This class implements triplet loss. Given a triplet of (anchor, positive, negative), the loss minimizes the distance between anchor and positive while it maximizes the distance between anchor and negative. It compute the following loss function:

loss = max(||anchor - positive|| - ||anchor - negative|| + margin, 0).

Margin is an important hyperparameter and needs to be tuned respectively.

For further details, see: https://en.wikipedia.org/wiki/Triplet_loss

Parameters
  • model – SentenceTransformerModel

  • distance_metric – Function to compute distance between two embeddings. The class TripletDistanceMetric contains common distance metrices that can be used.

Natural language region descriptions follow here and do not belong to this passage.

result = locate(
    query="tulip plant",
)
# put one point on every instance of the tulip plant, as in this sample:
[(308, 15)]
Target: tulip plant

  • triplet_margin – The negative should be at least this much further away from the anchor than the positive.

Example:

from sentence_transformers import SentenceTransformer,  SentencesDataset, LoggingHandler, losses
from sentence_transformers.readers import InputExample

model = SentenceTransformer('distilbert-base-nli-mean-tokens')
train_examples = [InputExample(texts=['Anchor 1', 'Positive 1', 'Negative 1']),
    InputExample(texts=['Anchor 2', 'Positive 2', 'Negative 2'])]
train_dataset = SentencesDataset(train_examples, model)
train_dataloader = DataLoader(train_dataset, shuffle=True, batch_size=train_batch_size)
train_loss = losses.TripletLoss(model=model)

Initializes internal Module state, shared by both nn.Module and ScriptModule.